Future Stars of RC is a regular column on LiveRC where Tyler Hooks has a conversation with fellow up-and-coming racers across the country, covering youth-friendly topics such as school subjects, watching TV, throwing huge whips and, of course, relationships. 



For maybe two years now i've been seeing the Hardison name pop up at bigger regional 8th scale events, finally last year i had the pleasure to meet Jacob and race with him at a couple of different events. He's a hard charger and has had some impressive results. We caught up with him during this little off-season.

Name: Jacob Hardison
Age: 18
Sponsors: Jconcepts, Trinity, FDJ Motorsports, Ultimate Racing, Hobbywing, Adrenaline RC Racing, Pro Lidz Designs, S1 Racing


TH: When did you first begin racing?
JH: I first began racing when I was 10 at my local track East Coast Hobbies here in Northern Virginia. I started out with running my Traxxas Slash 4x4 and instantly I was hooked. From that moment on there was no forgetting about racing and my life turned into practice a couple times a week after school and racing on weekends


TH: What is your biggest racing accomplishment?
JH: My biggest racing accomplishment, hmmmm.

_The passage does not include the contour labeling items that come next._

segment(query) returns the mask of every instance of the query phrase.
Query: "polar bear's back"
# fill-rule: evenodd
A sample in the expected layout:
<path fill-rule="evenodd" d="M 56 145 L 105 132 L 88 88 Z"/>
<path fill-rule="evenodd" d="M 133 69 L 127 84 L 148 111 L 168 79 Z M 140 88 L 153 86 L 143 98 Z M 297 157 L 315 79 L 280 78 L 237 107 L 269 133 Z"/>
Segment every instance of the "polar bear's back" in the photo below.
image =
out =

I honestly have a couple that stick out in my mind, the first one being winning the East Coast Race Against Cancer a couple years back, that was probably my biggest win at that point in my driving career. From a prestigious stand point and single event I would say getting top 5 at the Southern Indoor Championships in 2019. The reason that is a major point in my career was that it taught me to stay in the game no matter what, the weekend hadn’t gone the best for me especially with a DNF in A Main 1, it was really discouraging but my buddy Hunter who was there with me told me that I shouldn’t give up and leave yet, that I needed to finish the weekend because anything could happen. In that 2nd main, I was able to finish 4th which gave me a 5th overall for the event and boy was I super happy about that. Those are only single events though, I think that from an overall standpoint I had a really solid year last year even with the stupid little mishaps at each event as I was able to race in the A Mains in the pro class at almost every event I went to last year which is really cool.

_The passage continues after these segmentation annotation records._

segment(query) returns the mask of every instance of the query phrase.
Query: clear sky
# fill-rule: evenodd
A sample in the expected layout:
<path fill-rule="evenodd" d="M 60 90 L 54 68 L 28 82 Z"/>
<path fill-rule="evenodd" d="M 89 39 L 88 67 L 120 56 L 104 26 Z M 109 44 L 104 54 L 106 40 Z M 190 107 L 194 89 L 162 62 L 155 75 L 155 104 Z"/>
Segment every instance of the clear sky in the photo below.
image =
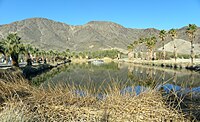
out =
<path fill-rule="evenodd" d="M 171 29 L 200 26 L 200 0 L 0 0 L 0 25 L 33 17 L 70 25 L 98 20 Z"/>

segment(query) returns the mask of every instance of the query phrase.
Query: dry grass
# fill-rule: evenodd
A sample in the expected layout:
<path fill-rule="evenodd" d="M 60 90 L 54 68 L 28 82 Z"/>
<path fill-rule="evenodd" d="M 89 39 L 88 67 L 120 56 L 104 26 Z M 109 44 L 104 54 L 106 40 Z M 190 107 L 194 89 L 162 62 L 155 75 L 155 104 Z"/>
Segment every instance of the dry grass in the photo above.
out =
<path fill-rule="evenodd" d="M 0 120 L 10 121 L 189 121 L 166 105 L 162 95 L 148 90 L 140 95 L 121 94 L 116 84 L 106 97 L 97 99 L 86 87 L 85 95 L 76 94 L 75 86 L 36 88 L 26 80 L 0 80 Z M 80 89 L 80 88 L 79 88 Z M 98 90 L 95 90 L 98 91 Z"/>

TH: What is your worst racing failure?
JH: I like to think that i haven’t had any big failures per say but I have had some stupid stuff happen to be over time, like I had a transponder go out on me fuel nats last year on a top 20 run. Another time I was 2 laps into a Pro Truck main and my battery came ever so slightly unplugged in the truck so I had a nice ol run away. Now that I think about it, probably the worst failure/stupidest thing would be DNC this year in the Pro Buggy C Main. It was the second to last lap and I came into the bowl and rolled over the pipe which was conveniently where the loop was which means I had to fast of a lap. I stopped and waited for about 10 seconds but still got called in for a stop and go, which I 100% respect the call being that I shouldn’t have made the mistake in the first place, and that dropped me out of the bump spot into the B Main which was unfortunate but it is what it is at the end of the day. Definitely would have been super cool to bump from the D to the C and then to the B.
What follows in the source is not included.